ANKARA // Turkey's electoral board on Saturday confirmed April 16 as the date of a national referendum on expanding the president's powers.
The head of the High Electoral Board, Sadi Guven, announced the referendum date a day after president Recep Tayyip Erdogan signed off on the constitutional changes aimed at creating a presidency with executive powers, which were passed by parliament last month.
Mr Guven said 55 million people in Turkey and close to 3 million Turks living abroad would be eligible to vote.
But with Turkey's opposition media largely silenced, opponents of the constitutional changes complain that they cannot get their views across.
"The referendum process will not take place under fair conditions.
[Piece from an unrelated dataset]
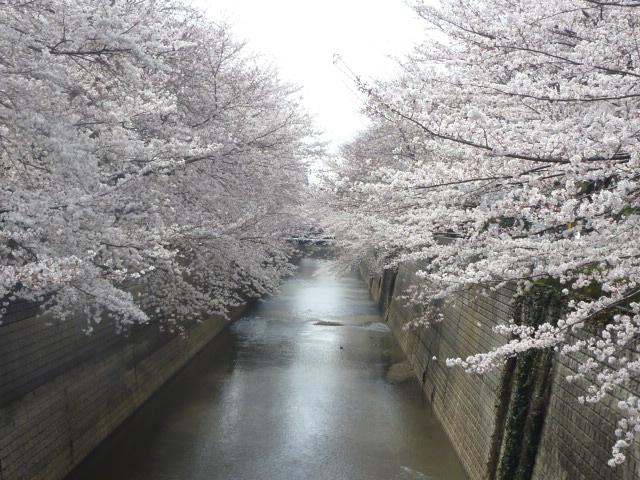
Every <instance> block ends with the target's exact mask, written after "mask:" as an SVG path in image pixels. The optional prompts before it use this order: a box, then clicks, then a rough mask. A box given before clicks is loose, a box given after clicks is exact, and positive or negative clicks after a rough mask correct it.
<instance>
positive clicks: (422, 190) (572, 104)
mask: <svg viewBox="0 0 640 480" xmlns="http://www.w3.org/2000/svg"><path fill="white" fill-rule="evenodd" d="M414 7H415V9H416V11H417V12H418V14H419V15H420V16H421V17H422V18H423V19H424V20H425V22H426V25H427V26H428V27H429V28H430V32H431V33H430V35H429V36H428V37H427V39H426V40H425V42H424V43H422V44H421V45H418V46H417V47H416V48H415V51H414V52H413V54H411V55H410V56H408V57H407V58H406V59H405V60H404V61H402V73H401V75H400V76H399V77H398V78H396V79H394V80H392V81H386V82H370V81H366V80H364V79H362V78H360V77H358V76H355V75H354V77H353V80H354V82H356V83H357V85H358V86H359V88H360V89H361V91H362V92H363V94H364V95H365V96H366V98H367V103H366V112H367V114H368V115H369V117H370V118H371V126H370V128H369V129H368V130H367V131H365V132H364V133H362V134H361V135H360V136H359V137H357V138H356V139H355V140H354V141H353V142H352V143H350V144H349V145H346V146H345V147H344V149H343V151H342V155H341V156H340V158H337V159H336V160H335V162H334V165H333V168H332V171H331V172H329V173H328V174H326V175H325V177H324V183H323V184H322V185H321V192H320V193H319V196H320V198H321V200H322V205H324V206H325V211H326V213H327V223H328V224H329V225H331V228H332V229H333V231H334V232H335V235H336V236H337V237H338V238H340V239H341V241H342V245H343V247H344V250H345V253H346V254H347V255H350V256H351V258H352V259H358V258H359V257H361V256H362V255H363V254H365V253H367V252H369V251H371V250H372V249H374V250H375V251H376V252H378V254H380V255H383V256H386V257H387V258H388V261H387V264H391V263H393V262H399V261H420V262H421V264H424V265H425V267H424V269H423V271H422V273H421V274H422V276H423V277H424V278H426V279H427V280H428V284H429V286H430V291H429V292H426V293H425V292H422V293H421V294H419V295H416V294H414V295H413V296H414V300H415V301H416V302H417V303H424V302H425V298H426V297H428V298H442V297H448V296H450V295H454V294H455V293H456V292H458V291H461V290H464V289H467V288H470V287H473V288H479V289H498V288H501V287H503V286H506V285H517V287H518V290H519V293H520V294H521V295H524V294H526V293H527V292H533V291H534V290H535V288H554V289H557V291H558V292H559V293H560V294H561V295H562V297H563V303H564V305H565V306H566V311H565V313H564V314H563V315H562V316H561V317H560V318H559V319H557V318H548V319H547V320H546V321H545V322H543V323H542V324H541V325H538V326H536V327H535V328H533V327H524V326H522V325H518V324H517V322H515V321H513V322H511V323H509V324H506V325H503V326H501V327H499V329H498V330H499V331H498V332H496V333H497V334H501V335H507V338H511V340H510V341H508V342H507V343H506V344H505V345H503V346H501V347H499V348H497V349H495V350H494V351H491V352H484V353H480V354H478V355H474V356H471V357H469V358H465V359H450V360H449V363H450V364H452V365H459V366H462V367H464V368H466V369H467V370H469V371H473V372H484V371H487V370H488V369H491V368H495V367H496V366H500V365H502V364H503V363H504V362H505V360H506V359H507V358H509V357H513V356H516V355H518V354H519V353H520V352H524V351H527V350H531V349H554V350H556V351H558V352H559V354H561V355H563V354H564V355H571V354H573V353H576V352H580V354H581V357H580V358H584V361H583V362H582V364H581V367H580V370H579V372H578V373H577V375H576V376H575V378H572V380H574V381H580V382H583V385H584V386H585V387H584V388H585V391H586V392H587V395H585V396H584V398H582V400H584V401H586V402H599V401H605V400H606V399H607V398H612V397H613V398H619V397H620V396H621V395H622V396H624V395H627V396H628V397H629V398H628V400H627V402H626V404H627V405H629V406H628V407H625V408H622V407H619V408H618V413H619V415H620V418H621V421H622V420H624V422H623V423H622V424H621V425H620V428H619V432H618V433H619V436H620V437H621V438H620V441H619V442H618V443H616V445H615V446H614V449H613V456H612V462H611V464H619V463H621V462H622V461H624V450H625V448H626V447H627V446H628V445H629V444H631V442H632V440H633V438H634V434H635V432H636V431H637V428H636V425H637V408H636V403H635V400H634V399H635V397H634V396H633V395H630V394H628V393H625V392H629V391H633V385H634V384H635V385H637V383H634V382H637V380H638V375H639V374H640V363H639V350H638V339H639V337H640V330H639V328H640V311H639V309H638V301H639V299H640V244H639V243H638V238H640V133H639V132H640V88H639V85H640V84H639V83H638V79H639V78H640V51H639V50H638V47H637V45H638V41H639V39H638V33H639V32H640V8H638V5H636V3H635V2H600V1H595V0H535V1H534V0H515V1H511V0H510V1H505V0H442V1H440V2H439V3H438V5H436V6H433V5H431V4H429V5H427V4H425V3H422V2H415V5H414ZM636 396H637V392H636Z"/></svg>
We know that the [pro-government media] will continue to act as though the opposition does not exist," said Kemal Kilicdaroglu, leader of the main opposition Republican People's Party.
Mr Kilicdaroglu said he remained hopeful that a "no" vote would prevail.
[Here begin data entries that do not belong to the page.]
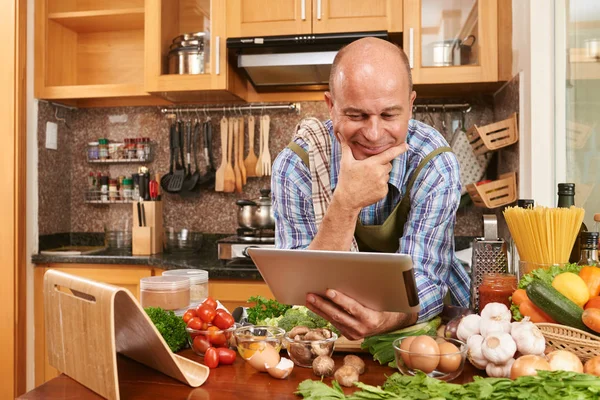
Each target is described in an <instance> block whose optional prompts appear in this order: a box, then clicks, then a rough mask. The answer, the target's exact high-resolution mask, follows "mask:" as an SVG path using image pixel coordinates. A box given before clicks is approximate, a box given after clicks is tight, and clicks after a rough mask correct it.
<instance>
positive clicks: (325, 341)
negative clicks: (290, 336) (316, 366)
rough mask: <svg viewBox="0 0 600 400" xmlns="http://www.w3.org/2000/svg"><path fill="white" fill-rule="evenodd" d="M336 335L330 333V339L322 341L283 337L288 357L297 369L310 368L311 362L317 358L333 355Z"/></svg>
mask: <svg viewBox="0 0 600 400" xmlns="http://www.w3.org/2000/svg"><path fill="white" fill-rule="evenodd" d="M336 340H337V335H336V334H335V332H331V337H330V338H327V339H323V340H300V339H294V338H292V337H290V336H289V332H288V333H286V334H285V336H284V342H285V346H286V348H287V352H288V356H290V359H291V360H292V361H293V362H294V364H296V365H297V366H299V367H304V368H312V362H313V361H314V359H315V358H317V357H318V356H329V357H331V355H332V354H333V350H334V348H335V341H336Z"/></svg>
"We know that it won't be a just referendum, but despite everything, I have trust in the people's conscience, foresight and common sense," he said.
The proposed constitutional reform would give the president powers to appoint government ministers and senior officials, dissolve parliament, declare states of emergency, issue decrees and appoint half of the members in the country's highest judicial body. It would also increase the number of parliamentarians from 550 to 600 and lower the age of eligibility for parliamentary office from 25 to 18.
It could also see Mr Erdogan remain in power in the Nato member state until 2029.
Mr Erdogan's supporters see the plans as a guarantee of stability at a time of turmoil, with Turkey's security threatened by the wars in neighbouring Syria and Iraq, and by a spate of ISIL and Kurdish militant attacks.
Opponents fear a lurch towards authoritarianism in a nation which has seen tens of thousands of people, from teachers and journalists to soldiers and police, detained since a coup attempt last July.
Seeking the support of nationalist voters, Mr Erdogan has warned that those who vote against the changes will strengthen Turkey's enemies, including the Kurdistan Workers' Party (PKK) militant group, which has fought the state for more than three decades from camps in the Qandil mountains of northern Iraq.
"Who says no? The PKK says no. Who says No? Qandil says no. Who says no? Those who want to divide this country say no. Those who are against our flag say no," Mr Erdogan told members of a pro-government think tank in Istanbul on Saturday, his speech frequently interrupted by chants of his name from the conference hall.
The executive presidency was needed, Mr Erdogan said, to avoid the fragile parliamentary coalitions of the past. He said the 65 governments in the 93 years of the modern Turkish republic had each lasted an average of just 16 months.